I’m trying to use a motion sensor with the Raspberry Pi but despite all the tutorials I followed, the input of the raspberry pi is always high.
Here is my code below. I used a LED to turn it on when movement is detected but I didn’t insert the code to do it yet. I’m trying first to make the motion sensor work.
I thought it was the sensors that didn’t work but I have tried with 3 different sensors so it might not be this. I checked all the connection too so it’s not the connection. The Raspberry Pi works fine with other projects so it’s not the Raspberry Pi. I don’t how to solve this. I spent almost 3 days trying to make it work.
Someone help me !
1code * (not “Image if my connections”, I wrote too fast sorry) – Menelik Nouvellon 5 hours ago
raspberrypi.stackexchange.com/questions/98371/… – tlfong01 5 hours ago
1DO NOT post pictures – post text! Without details of WHAT you have used and how it is CONNECTED the Question is meaningless. – Milliways 3 hours ago
Hi @Menelik Nouvellon, Welcome and nice to meet you. Ah, let me see. I quickly read twice your question’s three short paragraphs which describe succinctly what you have researched, the problem you encountered, your troubleshooting procedures, and your deduced conclusion, which I think is very reasonable. I have been answering perhaps more than twenty interesting questions like yours in the past two years. What is common in those interesting questions is what is reflected behind, the sorrow of problem solving newbies, … Ah, lunch time. See you later. Cheers. – tlfong01 2 hours ago
ok I’ve made another post with the connections and the written code. I really need help ! – Menelik Nouvellon 1 hour ago
How come all my three PIRs are always on?
Because all of them are bad guys.
Try the smallest guys below. They are very good.
You might like to show your PIR and a schematic, like below.
You might also like to study the datasheet and make a summary for troubleshooting reference.
More details are in Appendix A. You need to know more details when testing and troubleshooting.
You might notice that the datasheet does not give the output voltage values for motion detect and motion not detected. What are given are current values IOH, IOL +-10mA, and corresponding VOH, VOL values (Yes, you need a have a basic idea of IOH, IOL, VOH, VOL). The reason is that PIRs are often placed far far away from Rpi, so outputting currents through a long wire, perhaps 20 meters, and causes a DC voltage drop across a resistance (Note 1) near the Rpi is the usual trick for the PIR application.
If you don’t have installed this current sensing resistor, you might have fake positives, I mean High signal, for ever.

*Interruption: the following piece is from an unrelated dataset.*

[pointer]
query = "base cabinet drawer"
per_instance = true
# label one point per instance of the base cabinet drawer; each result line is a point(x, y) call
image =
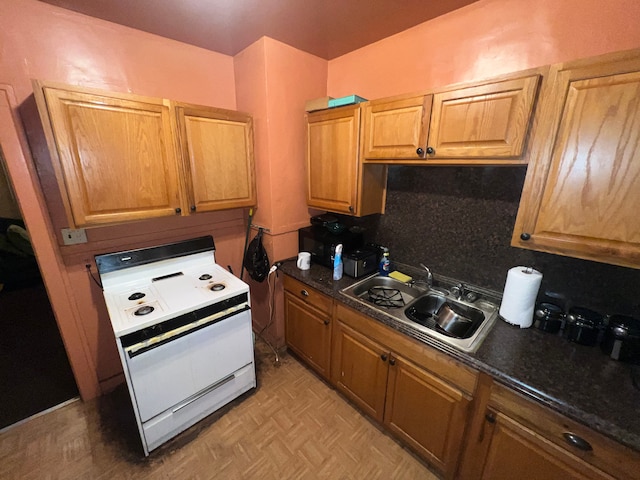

I forgot to tell you how to check out the always High PIRs are bad guys. The trick is to use a rice bowl to cover up the bad guy. If the bad guy still says something is moving, of course he is lying.
(1) Introduction to HC-SR501 A complete step by step tutorial on Introduction to HC-SR501
(2) TaoBao HC-SR501 PIR Sensor Module – ¥3.23
(3) TaoBao DC 12V Water Proof Smart PIR Sensor Module With Switch – ¥12.80
(4) TaoBao AM312 PIR Sensor ¥5.28
(5) AliExpress AM312 DC 2.7 to 12V Mini IR Pyroelectric Infrared PIR Motion Human Sensor Automatic Detector Module – US$1.29
(6) Pyroelectric Infrared Radial Sensor AM312 (DSP, Schmidtt) Manual – NanYang SenBa
(7) PIR Sensor Description and Technical Details – AdaFruit
(8) PIR Sensor Tutorial – AdaFruit
Appendix A – Pyroelectric Infrared Radial Sensor AM312 Specification
- Working voltage: DC 2.7-12V;
- Delay time: 2 seconds;
- Blocking time: 2 seconds;
- Triggering method: repeatable
- Sensing range: ≤ 100 degrees cone angle, 3-5 meters; (according to the specific lens)
- Operating temperature: -20 – +60 °
- Anti-interference enhancement, the internal use of digital signal processing, direct high-low output.
- Repeatable triggering mode: If a cat moves in the sensing range during the delay period, and output is high, output will remain high until delay time after the cast has left, ie, the sensing module will automatically delay after detecting an activity of the cat, with the time of the last activity as the starting point of the delay time.